Stellenabbau bei eBay vor dem Arbeitsgericht Erfurt

Im Jahr 2000 war eBay von Berlin in den „Europarc Dreilinden“  in der Nähe von Kleinmachnow, südlich von Berlin gezogen. Die meisten Mitarbeiter in Kleinmachnow betreuten Kunden in europäischen Ländern wie Polen, Frankreich oder Italien. eBay baute jedoch die Kundenbetreuung in Europa komplett um. Dublin soll für die Betreuung von Konsumenten im nicht-deutschsprachigen Raum das Zentrum werden, so eine Meldung im Oktober 2009.

Etwa 600 Mitarbeiter und Mitarbeiterinnen bleiben in Dreilinden, wo sie für den deutschsprachigen Kundenservice, vor allem aber für eBay-Töchter PayPal oder mobile.de arbeiten werden. Das heißt wie auch schon berichtet, es sollen 400 Angestellte entlassen werden. Bis Juni 2010 will der Konzern seinen europäischen Zweig umstrukturiert haben.

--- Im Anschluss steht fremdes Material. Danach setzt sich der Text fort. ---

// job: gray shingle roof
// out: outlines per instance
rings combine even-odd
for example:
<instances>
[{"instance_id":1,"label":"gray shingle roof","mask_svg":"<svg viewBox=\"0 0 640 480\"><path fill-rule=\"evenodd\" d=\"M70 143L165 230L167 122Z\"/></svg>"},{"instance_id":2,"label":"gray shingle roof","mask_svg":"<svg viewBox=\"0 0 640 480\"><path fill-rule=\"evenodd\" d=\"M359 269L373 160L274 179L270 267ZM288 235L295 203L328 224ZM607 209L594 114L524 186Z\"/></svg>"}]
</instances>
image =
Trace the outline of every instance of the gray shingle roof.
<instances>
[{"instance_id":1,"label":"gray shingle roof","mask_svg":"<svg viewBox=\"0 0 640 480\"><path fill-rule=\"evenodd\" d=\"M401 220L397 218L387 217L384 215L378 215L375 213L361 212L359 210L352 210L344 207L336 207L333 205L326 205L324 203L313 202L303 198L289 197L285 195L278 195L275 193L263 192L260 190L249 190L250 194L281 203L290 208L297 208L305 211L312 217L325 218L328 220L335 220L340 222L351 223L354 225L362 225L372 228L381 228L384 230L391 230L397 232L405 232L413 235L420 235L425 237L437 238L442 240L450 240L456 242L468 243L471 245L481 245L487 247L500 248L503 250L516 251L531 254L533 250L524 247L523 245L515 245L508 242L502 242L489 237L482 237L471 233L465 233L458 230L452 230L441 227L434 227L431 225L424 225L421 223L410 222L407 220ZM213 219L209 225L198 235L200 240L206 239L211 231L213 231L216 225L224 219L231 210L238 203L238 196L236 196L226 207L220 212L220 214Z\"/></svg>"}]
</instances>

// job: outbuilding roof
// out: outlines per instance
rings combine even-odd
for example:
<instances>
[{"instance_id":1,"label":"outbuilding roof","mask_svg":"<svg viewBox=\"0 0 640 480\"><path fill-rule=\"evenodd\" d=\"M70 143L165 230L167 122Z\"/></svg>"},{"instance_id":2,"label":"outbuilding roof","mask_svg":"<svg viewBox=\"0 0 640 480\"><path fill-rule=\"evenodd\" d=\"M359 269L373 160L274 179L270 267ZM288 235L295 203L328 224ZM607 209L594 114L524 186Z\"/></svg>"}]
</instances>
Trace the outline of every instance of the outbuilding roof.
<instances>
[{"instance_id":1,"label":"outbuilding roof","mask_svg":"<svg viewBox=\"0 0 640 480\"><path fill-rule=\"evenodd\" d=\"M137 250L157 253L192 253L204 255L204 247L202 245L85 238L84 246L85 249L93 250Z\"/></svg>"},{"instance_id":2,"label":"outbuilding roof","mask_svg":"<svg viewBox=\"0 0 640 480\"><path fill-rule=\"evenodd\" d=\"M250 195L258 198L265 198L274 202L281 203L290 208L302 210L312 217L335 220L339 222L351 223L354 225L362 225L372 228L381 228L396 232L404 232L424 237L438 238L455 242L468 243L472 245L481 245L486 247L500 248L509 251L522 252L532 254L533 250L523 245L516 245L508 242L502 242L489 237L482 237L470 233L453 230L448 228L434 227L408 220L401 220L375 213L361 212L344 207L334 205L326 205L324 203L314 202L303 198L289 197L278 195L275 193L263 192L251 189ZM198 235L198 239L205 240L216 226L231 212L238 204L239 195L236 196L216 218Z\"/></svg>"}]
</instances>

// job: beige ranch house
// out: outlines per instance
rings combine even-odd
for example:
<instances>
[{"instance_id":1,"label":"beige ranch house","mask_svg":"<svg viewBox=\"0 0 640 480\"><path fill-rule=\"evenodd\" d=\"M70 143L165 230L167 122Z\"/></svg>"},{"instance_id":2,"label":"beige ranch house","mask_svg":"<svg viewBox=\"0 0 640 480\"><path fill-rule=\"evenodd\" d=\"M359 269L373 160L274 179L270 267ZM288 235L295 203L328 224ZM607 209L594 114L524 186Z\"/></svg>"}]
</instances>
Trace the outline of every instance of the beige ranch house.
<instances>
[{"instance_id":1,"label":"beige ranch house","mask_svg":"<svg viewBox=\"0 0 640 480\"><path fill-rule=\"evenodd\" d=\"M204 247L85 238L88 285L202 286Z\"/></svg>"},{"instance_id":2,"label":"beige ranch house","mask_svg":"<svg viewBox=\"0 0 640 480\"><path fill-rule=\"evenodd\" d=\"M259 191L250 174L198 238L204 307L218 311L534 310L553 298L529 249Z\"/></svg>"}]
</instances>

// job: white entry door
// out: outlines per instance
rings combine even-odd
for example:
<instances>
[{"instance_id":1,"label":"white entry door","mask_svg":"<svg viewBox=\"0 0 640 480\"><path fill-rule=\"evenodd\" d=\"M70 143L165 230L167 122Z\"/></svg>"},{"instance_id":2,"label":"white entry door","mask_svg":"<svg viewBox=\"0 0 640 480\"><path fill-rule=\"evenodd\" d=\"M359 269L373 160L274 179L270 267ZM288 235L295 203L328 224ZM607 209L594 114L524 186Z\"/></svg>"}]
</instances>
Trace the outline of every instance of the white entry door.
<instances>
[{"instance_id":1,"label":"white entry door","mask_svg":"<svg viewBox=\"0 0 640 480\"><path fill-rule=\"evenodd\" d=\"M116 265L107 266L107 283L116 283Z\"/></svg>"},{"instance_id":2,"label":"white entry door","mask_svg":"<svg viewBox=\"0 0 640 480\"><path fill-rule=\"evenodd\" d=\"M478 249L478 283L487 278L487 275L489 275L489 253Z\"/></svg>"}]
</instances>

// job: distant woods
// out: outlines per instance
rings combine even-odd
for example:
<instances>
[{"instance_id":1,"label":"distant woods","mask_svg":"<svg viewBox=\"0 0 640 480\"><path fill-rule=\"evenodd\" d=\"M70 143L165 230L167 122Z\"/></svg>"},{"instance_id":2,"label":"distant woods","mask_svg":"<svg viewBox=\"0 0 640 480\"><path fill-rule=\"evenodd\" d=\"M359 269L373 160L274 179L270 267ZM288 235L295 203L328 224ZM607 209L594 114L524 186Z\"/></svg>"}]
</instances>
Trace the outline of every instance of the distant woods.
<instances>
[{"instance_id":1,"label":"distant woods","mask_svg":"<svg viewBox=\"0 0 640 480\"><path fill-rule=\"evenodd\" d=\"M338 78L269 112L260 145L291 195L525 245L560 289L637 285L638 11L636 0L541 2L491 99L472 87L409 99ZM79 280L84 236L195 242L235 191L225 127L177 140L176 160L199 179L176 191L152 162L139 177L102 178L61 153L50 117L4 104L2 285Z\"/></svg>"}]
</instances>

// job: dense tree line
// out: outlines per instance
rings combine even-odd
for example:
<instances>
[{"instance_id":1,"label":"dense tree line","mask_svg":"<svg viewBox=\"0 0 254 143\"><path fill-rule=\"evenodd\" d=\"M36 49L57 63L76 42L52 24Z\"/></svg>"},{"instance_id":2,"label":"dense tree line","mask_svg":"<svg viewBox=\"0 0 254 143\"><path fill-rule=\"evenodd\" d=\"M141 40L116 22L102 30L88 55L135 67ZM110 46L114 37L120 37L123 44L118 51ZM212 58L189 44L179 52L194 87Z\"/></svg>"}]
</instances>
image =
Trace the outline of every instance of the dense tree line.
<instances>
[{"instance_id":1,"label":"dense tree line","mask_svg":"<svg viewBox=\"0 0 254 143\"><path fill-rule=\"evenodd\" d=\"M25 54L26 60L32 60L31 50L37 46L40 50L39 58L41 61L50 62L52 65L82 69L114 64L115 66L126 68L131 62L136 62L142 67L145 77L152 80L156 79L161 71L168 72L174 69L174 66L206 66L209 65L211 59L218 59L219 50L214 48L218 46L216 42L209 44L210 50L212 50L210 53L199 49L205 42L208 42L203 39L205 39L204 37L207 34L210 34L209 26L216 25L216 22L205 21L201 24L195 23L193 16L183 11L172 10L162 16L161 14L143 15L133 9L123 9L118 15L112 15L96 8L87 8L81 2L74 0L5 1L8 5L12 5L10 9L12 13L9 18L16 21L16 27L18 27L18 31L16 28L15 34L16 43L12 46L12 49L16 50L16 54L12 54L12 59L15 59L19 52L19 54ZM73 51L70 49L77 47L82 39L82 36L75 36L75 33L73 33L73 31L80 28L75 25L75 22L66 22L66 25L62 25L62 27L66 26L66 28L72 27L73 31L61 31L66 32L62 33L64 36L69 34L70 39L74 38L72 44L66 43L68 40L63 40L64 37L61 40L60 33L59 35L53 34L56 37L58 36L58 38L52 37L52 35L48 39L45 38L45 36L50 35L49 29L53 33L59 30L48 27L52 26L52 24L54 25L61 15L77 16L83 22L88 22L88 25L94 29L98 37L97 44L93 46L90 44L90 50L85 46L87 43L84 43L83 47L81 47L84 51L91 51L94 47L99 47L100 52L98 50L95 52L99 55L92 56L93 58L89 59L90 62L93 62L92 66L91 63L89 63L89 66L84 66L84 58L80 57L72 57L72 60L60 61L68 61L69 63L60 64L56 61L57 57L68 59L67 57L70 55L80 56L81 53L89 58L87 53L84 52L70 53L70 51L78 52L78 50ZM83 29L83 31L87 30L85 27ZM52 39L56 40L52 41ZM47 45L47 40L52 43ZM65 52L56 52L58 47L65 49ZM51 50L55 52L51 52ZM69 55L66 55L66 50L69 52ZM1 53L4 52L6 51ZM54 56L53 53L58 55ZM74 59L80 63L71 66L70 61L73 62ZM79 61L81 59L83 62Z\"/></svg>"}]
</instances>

Die betroffenen Mitarbeiter hoffen auf einen umfassenden Sozialplan, worüber nun am Freitag, dem 29. Januar 2010, am Bundesarbeitsgericht in Erfurt verhandelt wird. Bisher  konnte keine Einigung über Ausmaß und Art des Stellenabbaus erlangt werden. Auch ein bestellter Schlichter konnte keine Einigung erzielen und damit den Stellenabbau verhindern. Der Gewerkschafter Karl-Heinz Austermühle: „eBay schreibt schwarze Zahlen. Es gibt überhaupt nicht die klassische Situation, dass es dem Unternehmen schlecht geht und es rationalisieren muss.“ Damit liegt der Fall anders als meistens, wenn Austermühle im Auftrag von Ver.di als Sachverständiger und Berater von Betriebsräten tätig ist, wie jetzt auch bei eBay. Das Unternehmen möchte einfach nur umstrukturieren, die Kundenbetreuung verbessern und effizienter gestalten, so eine Mitteilung von eBay.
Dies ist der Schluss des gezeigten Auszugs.